Bumper.jl

Bumper.jl is a package that aims to make working with bump allocators (also known as arena allocators) easier and safer. You can dynamically allocate memory to these bump allocators, and reset them at the end of a code block, just like Julia's stack. Allocating to a bump allocator with Bumper.jl can be just as efficient as stack allocation. Bumper.jl is still a young package, and may have bugs. Let me know if you find any.

If you use Bumper.jl, please consider submitting a sample of your use-case so I can include it in the test suite.

Basics

Bumper.jl has a task-local default allocator, using a slab allocation strategy which can dynamically grow to arbitary sizes.

The simplest way to use Bumper is to rely on its default buffer implicitly like so:

using Bumper

function f(x)
    # Set up a scope where memory may be allocated, and does not escape:
    @no_escape begin
        # Allocate a `UnsafeVector{eltype(x)}` (see UnsafeArrays.jl) using memory from the default buffer.
        y = @alloc(eltype(x), length(x))
        # Now do some stuff with that vector:
        y .= x .+ 1
        sum(y) # It's okay for the sum of y to escape the block, but references to y itself must not do so!
    end
end

f([1,2,3])

When you use @no_escape, you are promising that the code enclosed in the macro will not leak any memory created by @alloc. That is, you are only allowed to do intermediate @alloc allocations inside a @no_escape block, and the lifetime of those allocations is the block. This is important. Once a @no_escape block finishes running, it will reset its internal state to the position it had before the block started, potentially overwriting or freeing any arrays which were created in the block.

In addition to @alloc for creating arrays, you can use @alloc_ptr(n) to get an n-byte pointer (of type Ptr{Nothing}) directly.

Let's compare the performance of f to the equivalent with an intermediate heap allocation:

using BenchmarkTools
@benchmark f(x) setup=(x = rand(1:10, 30))

BenchmarkTools.Trial: 10000 samples with 995 evaluations.
 Range (min … max):  28.465 ns … 49.843 ns  ┊ GC (min … max): 0.00% … 0.00%
 Time  (median):     28.718 ns              ┊ GC (median):    0.00%
 Time  (mean ± σ):   28.840 ns ±  0.833 ns  ┊ GC (mean ± σ):  0.00% ± 0.00%

  ▃▄▂▇█▅▆▇▅▂▂▁▁▂▁                                             ▂
  ██████████████████▆▇▅▄▅▅▅▆▃▄▄▁▃▄▄▃▄▃▁▁▁▁▁▃▁▁▁▄▅▅▅▅▄▄▃▄▁▃▃▃▄ █
  28.5 ns      Histogram: log(frequency) by time      31.5 ns <

 Memory estimate: 0 bytes, allocs estimate: 0.

and

function g(x::Vector{Int})
    y = x .+ 1
    sum(y)
end

@benchmark g(x) setup=(x = rand(1:10, 30))

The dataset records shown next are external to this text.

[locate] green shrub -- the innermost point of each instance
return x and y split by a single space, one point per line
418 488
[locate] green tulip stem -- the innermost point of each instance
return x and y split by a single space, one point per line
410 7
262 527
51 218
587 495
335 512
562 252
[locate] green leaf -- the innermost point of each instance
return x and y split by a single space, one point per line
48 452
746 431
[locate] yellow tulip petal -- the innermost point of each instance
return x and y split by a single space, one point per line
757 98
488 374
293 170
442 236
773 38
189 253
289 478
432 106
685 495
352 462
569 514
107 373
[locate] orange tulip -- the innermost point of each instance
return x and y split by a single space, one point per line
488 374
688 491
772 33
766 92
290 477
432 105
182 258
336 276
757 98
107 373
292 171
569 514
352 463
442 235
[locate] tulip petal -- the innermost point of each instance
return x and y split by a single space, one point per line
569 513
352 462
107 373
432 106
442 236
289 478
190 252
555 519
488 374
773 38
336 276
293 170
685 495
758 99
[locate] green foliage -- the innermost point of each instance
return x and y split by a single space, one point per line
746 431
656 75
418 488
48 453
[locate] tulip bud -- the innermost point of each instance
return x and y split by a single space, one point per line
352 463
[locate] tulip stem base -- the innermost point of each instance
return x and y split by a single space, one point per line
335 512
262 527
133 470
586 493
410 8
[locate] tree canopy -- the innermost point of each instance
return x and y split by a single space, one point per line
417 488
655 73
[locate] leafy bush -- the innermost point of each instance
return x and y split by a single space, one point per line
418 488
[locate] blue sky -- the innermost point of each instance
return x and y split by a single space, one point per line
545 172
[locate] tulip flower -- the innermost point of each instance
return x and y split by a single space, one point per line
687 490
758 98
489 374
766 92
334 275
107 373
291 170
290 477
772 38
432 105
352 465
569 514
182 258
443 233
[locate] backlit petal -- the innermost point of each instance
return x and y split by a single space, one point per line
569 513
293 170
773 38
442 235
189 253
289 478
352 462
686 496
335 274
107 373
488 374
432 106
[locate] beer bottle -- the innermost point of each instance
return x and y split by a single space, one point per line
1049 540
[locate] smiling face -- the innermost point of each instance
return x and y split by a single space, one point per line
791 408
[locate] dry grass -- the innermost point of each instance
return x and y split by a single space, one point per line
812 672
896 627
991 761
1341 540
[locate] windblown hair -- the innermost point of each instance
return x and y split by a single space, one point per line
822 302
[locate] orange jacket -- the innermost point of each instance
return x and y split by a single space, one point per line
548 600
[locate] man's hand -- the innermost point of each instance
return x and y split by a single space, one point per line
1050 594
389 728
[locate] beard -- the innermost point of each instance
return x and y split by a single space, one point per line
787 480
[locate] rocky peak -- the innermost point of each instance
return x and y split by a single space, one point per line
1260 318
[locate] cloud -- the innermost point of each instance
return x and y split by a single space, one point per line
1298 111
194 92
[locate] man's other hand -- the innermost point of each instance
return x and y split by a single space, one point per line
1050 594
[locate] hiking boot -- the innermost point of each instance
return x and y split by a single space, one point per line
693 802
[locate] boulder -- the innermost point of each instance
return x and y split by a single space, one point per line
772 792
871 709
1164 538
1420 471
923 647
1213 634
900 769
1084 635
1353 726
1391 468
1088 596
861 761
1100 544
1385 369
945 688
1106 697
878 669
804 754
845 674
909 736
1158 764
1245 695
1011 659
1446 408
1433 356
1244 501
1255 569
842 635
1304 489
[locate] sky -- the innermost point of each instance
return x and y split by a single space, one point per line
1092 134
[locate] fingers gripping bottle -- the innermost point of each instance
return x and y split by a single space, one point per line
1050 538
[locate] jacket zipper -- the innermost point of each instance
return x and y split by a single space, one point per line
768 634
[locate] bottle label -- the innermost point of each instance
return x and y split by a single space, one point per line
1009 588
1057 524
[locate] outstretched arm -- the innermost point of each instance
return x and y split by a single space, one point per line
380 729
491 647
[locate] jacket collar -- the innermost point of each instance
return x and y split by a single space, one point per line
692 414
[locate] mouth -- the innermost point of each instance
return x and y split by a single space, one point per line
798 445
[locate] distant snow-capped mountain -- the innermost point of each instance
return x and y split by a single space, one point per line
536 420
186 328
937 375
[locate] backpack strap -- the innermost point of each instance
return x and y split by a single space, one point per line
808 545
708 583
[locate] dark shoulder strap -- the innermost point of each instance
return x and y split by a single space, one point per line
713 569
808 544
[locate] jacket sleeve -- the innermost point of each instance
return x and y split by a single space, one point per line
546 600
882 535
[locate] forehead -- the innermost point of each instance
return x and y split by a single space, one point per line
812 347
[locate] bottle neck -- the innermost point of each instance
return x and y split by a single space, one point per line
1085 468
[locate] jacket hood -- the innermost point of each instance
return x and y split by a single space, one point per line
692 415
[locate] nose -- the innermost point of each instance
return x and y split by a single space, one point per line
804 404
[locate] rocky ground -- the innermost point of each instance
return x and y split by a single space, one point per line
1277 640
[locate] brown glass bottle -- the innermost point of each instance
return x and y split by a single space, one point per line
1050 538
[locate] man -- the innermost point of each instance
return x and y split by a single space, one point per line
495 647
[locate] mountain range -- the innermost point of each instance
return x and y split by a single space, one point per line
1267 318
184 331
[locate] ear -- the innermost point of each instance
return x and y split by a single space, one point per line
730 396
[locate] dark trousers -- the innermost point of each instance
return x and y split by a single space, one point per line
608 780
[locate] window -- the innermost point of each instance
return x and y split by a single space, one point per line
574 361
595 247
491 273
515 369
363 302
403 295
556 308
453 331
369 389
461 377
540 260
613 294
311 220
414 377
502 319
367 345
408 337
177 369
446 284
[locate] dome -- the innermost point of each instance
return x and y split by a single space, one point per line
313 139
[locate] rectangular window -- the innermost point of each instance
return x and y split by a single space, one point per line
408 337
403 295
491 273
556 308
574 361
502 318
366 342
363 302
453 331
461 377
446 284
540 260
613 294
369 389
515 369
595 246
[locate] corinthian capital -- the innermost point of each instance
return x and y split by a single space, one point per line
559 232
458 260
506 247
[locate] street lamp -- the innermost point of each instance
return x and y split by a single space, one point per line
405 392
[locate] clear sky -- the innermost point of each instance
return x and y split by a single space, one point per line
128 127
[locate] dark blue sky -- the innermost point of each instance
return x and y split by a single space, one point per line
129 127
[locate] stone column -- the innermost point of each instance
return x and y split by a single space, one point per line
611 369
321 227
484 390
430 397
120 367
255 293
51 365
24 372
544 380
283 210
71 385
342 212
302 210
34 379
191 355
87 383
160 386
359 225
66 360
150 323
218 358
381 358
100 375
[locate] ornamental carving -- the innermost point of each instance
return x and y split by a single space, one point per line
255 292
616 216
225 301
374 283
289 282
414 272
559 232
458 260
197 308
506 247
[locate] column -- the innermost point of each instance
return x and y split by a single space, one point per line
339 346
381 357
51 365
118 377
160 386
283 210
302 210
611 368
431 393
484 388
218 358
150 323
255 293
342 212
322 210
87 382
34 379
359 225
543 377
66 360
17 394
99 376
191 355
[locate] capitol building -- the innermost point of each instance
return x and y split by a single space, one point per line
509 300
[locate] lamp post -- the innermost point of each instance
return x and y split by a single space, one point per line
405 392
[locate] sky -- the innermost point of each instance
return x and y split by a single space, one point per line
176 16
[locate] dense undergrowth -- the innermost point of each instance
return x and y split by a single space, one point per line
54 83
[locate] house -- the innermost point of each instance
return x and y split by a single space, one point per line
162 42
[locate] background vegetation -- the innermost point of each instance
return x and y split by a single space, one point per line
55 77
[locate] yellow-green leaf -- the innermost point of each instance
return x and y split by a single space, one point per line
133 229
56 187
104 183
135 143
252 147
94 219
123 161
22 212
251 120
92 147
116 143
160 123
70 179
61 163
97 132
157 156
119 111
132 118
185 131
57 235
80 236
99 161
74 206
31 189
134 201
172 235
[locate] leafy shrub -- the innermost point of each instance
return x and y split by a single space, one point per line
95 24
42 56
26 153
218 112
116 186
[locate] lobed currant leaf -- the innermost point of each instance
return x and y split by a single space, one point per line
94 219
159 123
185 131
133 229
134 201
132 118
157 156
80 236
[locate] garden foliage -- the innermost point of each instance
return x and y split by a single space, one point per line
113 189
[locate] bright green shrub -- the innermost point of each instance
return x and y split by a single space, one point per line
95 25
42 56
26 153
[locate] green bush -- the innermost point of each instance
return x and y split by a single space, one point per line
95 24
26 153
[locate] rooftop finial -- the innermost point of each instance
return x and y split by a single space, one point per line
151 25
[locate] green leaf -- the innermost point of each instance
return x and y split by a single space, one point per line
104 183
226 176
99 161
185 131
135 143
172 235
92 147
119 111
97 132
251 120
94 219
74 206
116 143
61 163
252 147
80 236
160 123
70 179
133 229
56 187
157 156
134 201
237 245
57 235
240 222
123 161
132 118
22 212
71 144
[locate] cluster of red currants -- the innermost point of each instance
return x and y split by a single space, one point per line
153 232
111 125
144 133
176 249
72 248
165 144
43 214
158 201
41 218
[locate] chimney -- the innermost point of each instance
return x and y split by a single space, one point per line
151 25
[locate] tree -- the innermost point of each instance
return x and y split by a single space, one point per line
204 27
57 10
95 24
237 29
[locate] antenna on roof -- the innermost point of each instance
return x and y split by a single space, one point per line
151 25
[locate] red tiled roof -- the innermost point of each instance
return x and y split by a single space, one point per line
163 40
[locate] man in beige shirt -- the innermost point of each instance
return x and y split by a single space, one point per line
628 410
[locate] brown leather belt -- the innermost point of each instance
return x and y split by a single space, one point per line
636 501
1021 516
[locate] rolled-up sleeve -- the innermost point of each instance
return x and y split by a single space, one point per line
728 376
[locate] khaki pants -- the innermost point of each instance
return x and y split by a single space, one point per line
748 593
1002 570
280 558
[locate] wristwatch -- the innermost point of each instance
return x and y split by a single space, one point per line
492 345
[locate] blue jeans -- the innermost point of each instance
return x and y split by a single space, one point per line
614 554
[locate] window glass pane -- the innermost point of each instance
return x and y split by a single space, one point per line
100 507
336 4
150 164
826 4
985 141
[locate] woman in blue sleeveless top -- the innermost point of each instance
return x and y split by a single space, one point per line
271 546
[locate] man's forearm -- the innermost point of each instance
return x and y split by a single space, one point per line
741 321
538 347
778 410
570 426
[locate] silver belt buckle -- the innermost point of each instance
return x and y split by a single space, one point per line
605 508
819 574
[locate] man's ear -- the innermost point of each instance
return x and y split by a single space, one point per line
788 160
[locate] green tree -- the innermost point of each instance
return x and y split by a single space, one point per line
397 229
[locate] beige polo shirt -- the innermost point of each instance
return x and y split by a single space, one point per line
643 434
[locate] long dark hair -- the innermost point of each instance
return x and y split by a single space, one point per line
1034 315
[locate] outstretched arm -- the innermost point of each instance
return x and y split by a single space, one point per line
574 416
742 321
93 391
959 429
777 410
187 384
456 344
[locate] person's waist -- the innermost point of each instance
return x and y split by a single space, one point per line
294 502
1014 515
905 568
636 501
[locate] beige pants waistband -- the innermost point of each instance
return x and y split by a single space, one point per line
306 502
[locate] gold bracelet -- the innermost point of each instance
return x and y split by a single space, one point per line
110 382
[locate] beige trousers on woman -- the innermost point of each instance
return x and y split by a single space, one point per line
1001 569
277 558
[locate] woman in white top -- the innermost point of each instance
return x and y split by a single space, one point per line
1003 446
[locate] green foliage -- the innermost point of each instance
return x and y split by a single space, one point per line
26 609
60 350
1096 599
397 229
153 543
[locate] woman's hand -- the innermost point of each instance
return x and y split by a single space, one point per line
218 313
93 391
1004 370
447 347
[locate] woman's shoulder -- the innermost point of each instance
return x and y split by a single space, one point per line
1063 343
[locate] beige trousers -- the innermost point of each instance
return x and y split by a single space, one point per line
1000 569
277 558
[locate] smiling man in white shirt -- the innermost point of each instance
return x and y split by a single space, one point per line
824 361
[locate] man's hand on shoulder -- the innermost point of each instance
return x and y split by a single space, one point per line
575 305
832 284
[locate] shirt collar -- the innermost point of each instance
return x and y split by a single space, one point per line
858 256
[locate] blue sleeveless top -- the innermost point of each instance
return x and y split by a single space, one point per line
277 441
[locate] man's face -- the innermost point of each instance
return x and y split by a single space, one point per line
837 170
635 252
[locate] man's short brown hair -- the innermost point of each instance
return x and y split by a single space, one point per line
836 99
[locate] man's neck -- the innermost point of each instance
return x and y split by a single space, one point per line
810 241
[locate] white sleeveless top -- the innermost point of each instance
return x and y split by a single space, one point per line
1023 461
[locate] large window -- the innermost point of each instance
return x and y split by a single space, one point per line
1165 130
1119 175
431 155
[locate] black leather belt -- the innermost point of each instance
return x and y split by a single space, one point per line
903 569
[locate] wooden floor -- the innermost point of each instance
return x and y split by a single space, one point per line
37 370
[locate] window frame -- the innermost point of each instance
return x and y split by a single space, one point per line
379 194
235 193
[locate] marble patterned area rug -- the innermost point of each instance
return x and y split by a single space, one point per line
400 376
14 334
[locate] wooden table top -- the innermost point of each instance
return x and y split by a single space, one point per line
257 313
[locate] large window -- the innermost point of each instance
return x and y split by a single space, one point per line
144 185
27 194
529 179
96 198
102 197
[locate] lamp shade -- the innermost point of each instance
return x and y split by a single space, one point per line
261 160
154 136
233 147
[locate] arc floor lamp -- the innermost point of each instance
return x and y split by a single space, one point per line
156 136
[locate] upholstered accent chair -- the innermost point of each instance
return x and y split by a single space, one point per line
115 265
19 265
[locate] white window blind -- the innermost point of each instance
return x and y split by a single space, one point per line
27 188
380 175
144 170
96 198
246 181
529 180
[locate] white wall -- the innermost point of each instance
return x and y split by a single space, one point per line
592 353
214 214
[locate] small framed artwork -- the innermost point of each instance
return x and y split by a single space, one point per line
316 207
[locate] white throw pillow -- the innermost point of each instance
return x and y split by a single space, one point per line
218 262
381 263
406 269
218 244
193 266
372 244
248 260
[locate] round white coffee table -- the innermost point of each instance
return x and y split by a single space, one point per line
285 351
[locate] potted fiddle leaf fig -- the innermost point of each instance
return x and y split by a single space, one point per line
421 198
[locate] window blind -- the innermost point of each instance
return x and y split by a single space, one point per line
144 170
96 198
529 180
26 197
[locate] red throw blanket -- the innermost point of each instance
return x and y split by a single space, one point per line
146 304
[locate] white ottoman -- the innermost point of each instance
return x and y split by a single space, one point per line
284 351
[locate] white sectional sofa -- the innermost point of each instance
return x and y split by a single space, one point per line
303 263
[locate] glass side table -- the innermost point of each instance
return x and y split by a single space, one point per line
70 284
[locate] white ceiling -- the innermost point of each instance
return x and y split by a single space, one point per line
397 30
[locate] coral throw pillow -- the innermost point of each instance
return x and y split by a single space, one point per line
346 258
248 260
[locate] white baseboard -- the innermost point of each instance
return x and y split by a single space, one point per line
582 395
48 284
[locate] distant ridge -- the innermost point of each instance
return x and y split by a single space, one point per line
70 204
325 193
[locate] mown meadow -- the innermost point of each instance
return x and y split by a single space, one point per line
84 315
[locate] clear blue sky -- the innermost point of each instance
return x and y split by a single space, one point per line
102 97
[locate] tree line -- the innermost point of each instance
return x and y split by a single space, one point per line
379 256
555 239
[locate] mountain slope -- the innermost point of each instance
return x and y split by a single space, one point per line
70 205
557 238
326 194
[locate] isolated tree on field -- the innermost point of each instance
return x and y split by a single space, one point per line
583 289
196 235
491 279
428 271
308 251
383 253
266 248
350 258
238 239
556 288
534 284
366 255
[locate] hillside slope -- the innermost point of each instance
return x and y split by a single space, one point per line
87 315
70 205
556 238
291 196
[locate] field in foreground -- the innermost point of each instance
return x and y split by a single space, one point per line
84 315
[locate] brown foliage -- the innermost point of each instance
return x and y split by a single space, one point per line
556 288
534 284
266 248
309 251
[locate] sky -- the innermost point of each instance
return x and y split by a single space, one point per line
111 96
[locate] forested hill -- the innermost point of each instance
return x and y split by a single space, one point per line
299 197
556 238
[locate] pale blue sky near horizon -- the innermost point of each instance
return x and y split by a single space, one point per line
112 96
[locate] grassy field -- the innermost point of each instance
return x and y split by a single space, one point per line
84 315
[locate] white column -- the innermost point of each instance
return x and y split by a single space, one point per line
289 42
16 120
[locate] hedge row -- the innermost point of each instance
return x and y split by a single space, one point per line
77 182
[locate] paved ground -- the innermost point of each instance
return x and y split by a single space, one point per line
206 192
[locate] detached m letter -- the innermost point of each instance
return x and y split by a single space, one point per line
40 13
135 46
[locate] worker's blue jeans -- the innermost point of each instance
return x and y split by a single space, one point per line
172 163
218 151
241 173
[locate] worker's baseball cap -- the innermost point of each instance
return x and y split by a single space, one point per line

BenchmarkTools.Trial: 10000 samples with 993 evaluations.
 Range (min … max):  32.408 ns …  64.986 μs  ┊ GC (min … max):  0.00% … 99.87%
 Time  (median):     37.443 ns               ┊ GC (median):     0.00%
 Time  (mean ± σ):   55.929 ns ± 651.009 ns  ┊ GC (mean ± σ):  14.68% ±  5.87%

  ▆█▅▃▁▁▁▁                       ▁▁ ▁                       ▂▁ ▁
  ████████▇██▅▄▃▄▁▁▃▁▁▁▁▁▁▁▁▃▃▁▁██████▇▇▅▁▄▃▃▃▁▁▃▁▁▁▄▃▄▅▄▄▅▇██ █
  32.4 ns       Histogram: log(frequency) by time       227 ns <

 Memory estimate: 304 bytes, allocs estimate: 1.

So, using Bumper.jl in this benchmark gives a slight speedup relative to regular julia Vectors, and a major increase in performance consistency due to the lack of heap allocations.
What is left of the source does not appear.